The last two albums from Polish jazz trumpeter Tomasz Stanko have separated him from his past lives working in free-jazz and atmospherics; “Soul of Things” and “Suspended Night” are among the most revelatory albums ECM has released in the last five years, if not in its 35-year history. Aiding Stanko’s cause is a fabulous trio that has just released its debut, “Trio” (ECM). To promote their fine disc, the entire ensemble has come to the States for the month.

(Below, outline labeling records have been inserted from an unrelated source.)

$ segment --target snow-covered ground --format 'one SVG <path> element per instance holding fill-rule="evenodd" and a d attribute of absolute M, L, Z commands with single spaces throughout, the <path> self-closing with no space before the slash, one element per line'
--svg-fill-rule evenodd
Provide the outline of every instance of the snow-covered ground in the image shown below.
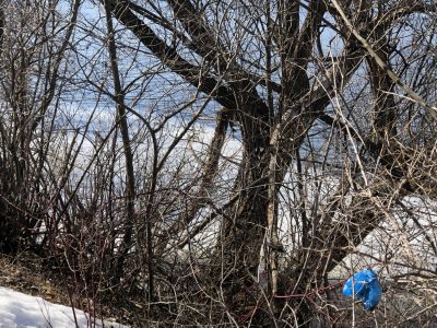
<path fill-rule="evenodd" d="M 0 288 L 0 328 L 127 328 L 127 326 L 91 318 L 82 311 L 52 304 Z"/>

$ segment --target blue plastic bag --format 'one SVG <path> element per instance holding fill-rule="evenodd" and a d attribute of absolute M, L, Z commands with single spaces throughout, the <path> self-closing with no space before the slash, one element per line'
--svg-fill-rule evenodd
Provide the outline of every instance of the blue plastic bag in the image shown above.
<path fill-rule="evenodd" d="M 382 286 L 378 277 L 370 269 L 365 269 L 351 277 L 343 286 L 343 295 L 362 300 L 367 311 L 374 311 L 382 296 Z"/>

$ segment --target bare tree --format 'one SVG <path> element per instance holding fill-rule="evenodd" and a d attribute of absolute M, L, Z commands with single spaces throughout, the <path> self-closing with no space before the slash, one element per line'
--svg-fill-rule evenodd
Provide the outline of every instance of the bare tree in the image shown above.
<path fill-rule="evenodd" d="M 139 326 L 359 326 L 365 266 L 429 316 L 436 4 L 2 3 L 3 251 Z"/>

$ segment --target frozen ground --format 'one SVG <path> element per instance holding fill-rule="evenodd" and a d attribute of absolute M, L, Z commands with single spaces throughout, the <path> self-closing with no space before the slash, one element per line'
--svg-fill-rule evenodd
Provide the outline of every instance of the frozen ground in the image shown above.
<path fill-rule="evenodd" d="M 75 319 L 71 307 L 0 288 L 0 328 L 127 328 L 74 313 Z"/>

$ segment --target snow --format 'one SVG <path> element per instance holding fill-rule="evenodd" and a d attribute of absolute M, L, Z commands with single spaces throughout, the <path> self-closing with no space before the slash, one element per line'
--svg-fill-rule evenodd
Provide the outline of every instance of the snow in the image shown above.
<path fill-rule="evenodd" d="M 127 328 L 91 318 L 82 311 L 52 304 L 40 297 L 29 296 L 7 288 L 0 288 L 0 328 Z"/>

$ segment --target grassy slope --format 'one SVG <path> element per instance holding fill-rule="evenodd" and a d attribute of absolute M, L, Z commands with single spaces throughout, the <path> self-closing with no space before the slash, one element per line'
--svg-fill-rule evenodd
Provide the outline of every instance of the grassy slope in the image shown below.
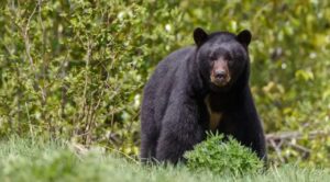
<path fill-rule="evenodd" d="M 63 143 L 9 139 L 0 143 L 1 181 L 330 181 L 330 170 L 299 169 L 286 166 L 265 174 L 219 177 L 196 173 L 185 167 L 143 168 L 136 161 L 96 151 L 77 153 Z"/>

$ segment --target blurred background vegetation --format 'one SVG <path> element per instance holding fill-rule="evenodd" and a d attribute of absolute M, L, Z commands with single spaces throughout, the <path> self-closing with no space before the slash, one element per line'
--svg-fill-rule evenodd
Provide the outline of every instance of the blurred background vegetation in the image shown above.
<path fill-rule="evenodd" d="M 0 136 L 139 153 L 144 83 L 193 31 L 249 29 L 272 162 L 330 163 L 330 2 L 4 0 Z"/>

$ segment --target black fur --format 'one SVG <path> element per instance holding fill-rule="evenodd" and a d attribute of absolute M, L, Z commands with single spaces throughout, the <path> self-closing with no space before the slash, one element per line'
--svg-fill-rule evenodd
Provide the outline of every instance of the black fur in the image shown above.
<path fill-rule="evenodd" d="M 176 163 L 186 150 L 206 138 L 209 113 L 221 112 L 219 133 L 232 135 L 266 159 L 265 138 L 249 87 L 249 31 L 239 35 L 194 32 L 196 46 L 172 53 L 162 60 L 144 88 L 141 111 L 141 159 Z M 212 57 L 228 61 L 231 81 L 210 81 Z"/>

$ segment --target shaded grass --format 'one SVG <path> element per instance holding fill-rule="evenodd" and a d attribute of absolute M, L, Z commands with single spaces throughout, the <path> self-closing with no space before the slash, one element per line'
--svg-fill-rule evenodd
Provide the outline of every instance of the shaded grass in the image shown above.
<path fill-rule="evenodd" d="M 263 174 L 217 175 L 178 167 L 142 167 L 117 153 L 91 150 L 79 153 L 73 145 L 43 139 L 12 137 L 0 143 L 0 179 L 10 181 L 330 181 L 329 169 L 306 169 L 293 164 L 271 168 Z"/>

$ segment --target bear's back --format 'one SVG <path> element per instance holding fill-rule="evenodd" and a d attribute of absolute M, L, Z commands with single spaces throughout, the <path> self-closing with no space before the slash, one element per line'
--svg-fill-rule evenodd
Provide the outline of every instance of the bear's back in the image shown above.
<path fill-rule="evenodd" d="M 165 114 L 175 81 L 177 70 L 185 71 L 187 61 L 195 53 L 195 47 L 185 47 L 173 52 L 157 65 L 154 73 L 144 87 L 142 116 L 161 121 Z M 153 111 L 146 112 L 145 111 Z"/>

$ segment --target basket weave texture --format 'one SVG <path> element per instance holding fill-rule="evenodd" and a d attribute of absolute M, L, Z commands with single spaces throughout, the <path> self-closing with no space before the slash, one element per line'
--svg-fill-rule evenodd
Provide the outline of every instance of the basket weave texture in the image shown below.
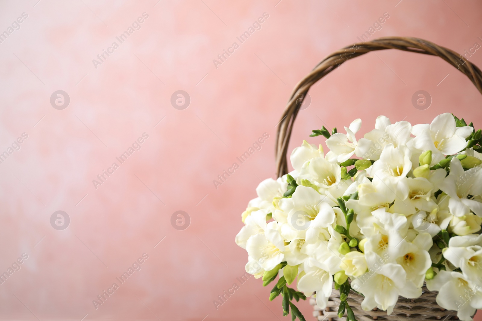
<path fill-rule="evenodd" d="M 390 315 L 386 311 L 378 310 L 375 308 L 371 311 L 364 311 L 361 307 L 363 296 L 351 291 L 348 301 L 358 321 L 392 320 L 393 321 L 419 321 L 421 320 L 458 320 L 457 311 L 446 310 L 435 303 L 438 292 L 429 291 L 425 286 L 422 288 L 422 295 L 416 299 L 406 299 L 399 297 L 397 305 Z M 309 304 L 314 306 L 313 316 L 319 321 L 346 321 L 347 313 L 342 318 L 337 315 L 340 304 L 340 293 L 333 289 L 328 306 L 322 309 L 316 305 L 316 299 L 309 299 Z"/>
<path fill-rule="evenodd" d="M 411 37 L 384 37 L 371 41 L 353 44 L 337 51 L 321 60 L 313 70 L 296 84 L 292 92 L 278 127 L 276 135 L 277 173 L 281 177 L 288 173 L 287 154 L 291 132 L 302 99 L 310 88 L 323 77 L 336 69 L 347 60 L 371 51 L 386 49 L 397 49 L 403 51 L 438 56 L 465 74 L 477 90 L 482 93 L 482 72 L 475 65 L 467 60 L 462 55 L 453 50 L 439 46 L 431 41 Z M 416 299 L 406 299 L 399 297 L 393 313 L 387 316 L 387 311 L 364 311 L 361 305 L 363 297 L 352 293 L 348 302 L 359 321 L 372 320 L 393 320 L 394 321 L 417 321 L 418 320 L 458 320 L 456 311 L 447 310 L 438 305 L 435 301 L 438 292 L 431 292 L 424 286 L 422 295 Z M 340 303 L 339 293 L 334 289 L 329 298 L 328 306 L 321 310 L 316 306 L 314 299 L 310 304 L 314 306 L 314 316 L 320 321 L 345 321 L 345 317 L 338 318 L 337 315 Z"/>

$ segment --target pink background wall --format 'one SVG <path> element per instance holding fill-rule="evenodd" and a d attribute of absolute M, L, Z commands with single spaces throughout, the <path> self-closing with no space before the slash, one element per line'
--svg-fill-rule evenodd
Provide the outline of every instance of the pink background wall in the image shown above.
<path fill-rule="evenodd" d="M 253 277 L 217 310 L 213 301 L 244 272 L 247 255 L 234 236 L 260 179 L 275 175 L 275 126 L 292 88 L 384 13 L 371 39 L 420 37 L 461 53 L 482 45 L 475 0 L 38 0 L 0 3 L 0 32 L 28 15 L 0 43 L 0 153 L 28 135 L 0 164 L 0 271 L 28 255 L 0 285 L 1 320 L 289 320 Z M 117 40 L 144 12 L 141 28 Z M 261 29 L 240 44 L 236 37 L 264 13 Z M 114 41 L 119 48 L 96 68 L 93 59 Z M 467 57 L 482 65 L 482 49 Z M 70 99 L 62 110 L 50 102 L 58 90 Z M 170 102 L 178 90 L 190 97 L 184 110 Z M 418 90 L 432 97 L 427 110 L 412 104 Z M 453 112 L 482 127 L 480 94 L 431 56 L 371 53 L 309 93 L 290 151 L 325 124 L 360 117 L 362 137 L 380 114 L 415 124 Z M 145 132 L 120 164 L 116 157 Z M 265 132 L 261 150 L 215 188 Z M 96 189 L 93 180 L 114 162 Z M 70 220 L 62 231 L 50 223 L 58 210 Z M 191 220 L 183 231 L 171 223 L 179 210 Z M 96 309 L 93 300 L 143 253 L 141 270 Z M 300 305 L 312 320 L 308 302 Z"/>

To open their third tour of the U.S., Stanko emphasized melody and compelling warmth. The bracingly original music is often haunting when it isn’t swinging. It consistently inspires the musicians to push further in shadings or complexity, and they never confuse squawking for exploration, dissonance for harshness. Stanko and the trio played rounded, swinging lines, allowing the music to separate in four equally linear directions and come back again, swirling around a melody as convincingly as John Coltrane’s classic quartet did in the early 1960s.
The Stanko Quartet is unlike any other act in jazz today. He is among the Polish musicians that were classically trained during the Communist regime but were attracted to free jazz and Miles Davis bootlegs. The music he plays suggests that isolation, the glow of discovery tempering the coldness of a winter Warsaw night. His young band, mentored since 1994 as they neared the age of 20, follow his lead impeccably with no attempt to be anything but disciples capable of speaking his private language.
Stanko and band were originally slated as part of the ECM Festival at UCLA this month. They are now booked to perform Monday at the Jazz Bakery.